To solve this problem or similar problems, there is a technique in Rails called Pessimistic Lock or Pessimistic Strategy, it provides a row-level locking in SQL like SELECT … FOR UPDATE
and others and it uses ActiveRecord Transactions. Let's take a look at this code:
def transfer_money_from_user_to_user(user1, user2)
# Charge 200 from the user1...
user1.balance(-=200)
user1.save! # Callbacks and other things...
# and pay the user2
user2.balance(+=200)
user2.save! # Callbacks and other things...
end
If for some reason, the first transaction (charge from user1) fails, it will not prevent the second one to be executed. We have two ways to prevent this using Rails, lock! and with_lock, let's take a look:
Lock!
Using Transactions and lock! we could do something like:
def transfer_money_from_user_to_user(user1, user2)

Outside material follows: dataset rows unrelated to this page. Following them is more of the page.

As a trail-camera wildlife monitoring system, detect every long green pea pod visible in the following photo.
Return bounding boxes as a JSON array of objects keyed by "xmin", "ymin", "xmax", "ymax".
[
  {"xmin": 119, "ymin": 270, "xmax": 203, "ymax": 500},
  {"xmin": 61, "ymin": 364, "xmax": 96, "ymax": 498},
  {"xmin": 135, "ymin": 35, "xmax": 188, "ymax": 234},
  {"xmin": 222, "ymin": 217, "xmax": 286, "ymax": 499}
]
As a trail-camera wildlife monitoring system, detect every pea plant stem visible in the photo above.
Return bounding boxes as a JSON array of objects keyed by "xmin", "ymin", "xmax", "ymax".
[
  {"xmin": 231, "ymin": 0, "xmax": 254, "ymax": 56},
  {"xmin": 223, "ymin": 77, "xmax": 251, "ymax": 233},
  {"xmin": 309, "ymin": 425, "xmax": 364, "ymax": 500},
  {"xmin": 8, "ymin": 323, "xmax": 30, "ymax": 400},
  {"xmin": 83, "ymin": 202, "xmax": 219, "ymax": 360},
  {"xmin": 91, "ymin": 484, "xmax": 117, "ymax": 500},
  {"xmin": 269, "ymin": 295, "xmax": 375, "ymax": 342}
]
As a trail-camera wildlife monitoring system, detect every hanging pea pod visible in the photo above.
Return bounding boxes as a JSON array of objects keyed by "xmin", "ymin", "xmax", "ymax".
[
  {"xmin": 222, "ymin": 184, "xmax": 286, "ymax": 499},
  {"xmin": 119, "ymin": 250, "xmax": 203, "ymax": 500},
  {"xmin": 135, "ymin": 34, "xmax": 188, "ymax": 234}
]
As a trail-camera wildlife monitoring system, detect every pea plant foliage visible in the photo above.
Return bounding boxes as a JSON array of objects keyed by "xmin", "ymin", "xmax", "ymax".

# Initialize an ActiveRecord Transaction
ActiveRecord::Base.transaction do
# Lock the users
user1.lock!
user2.lock!
# Charge 200 from the user1...
user1.balance(-=200)
user1.save!
# Pay the user2
user2.balance(+=200)
user2.save!
end
end
With_lock
With_lock simplifies our code and creates a transaction wrapper:
def transfer_money_from_user_to_user(user1, user2)
user1.with_lock do
# Charge 200 from the user1...
user1.balance(-=200)
user1.save!
# Pay the user2
user2.balance(+=200)
user.save!
end
end
That's it. Using Pessimistic Locking inside Rails is a good way to prevent these kind of failures. See you!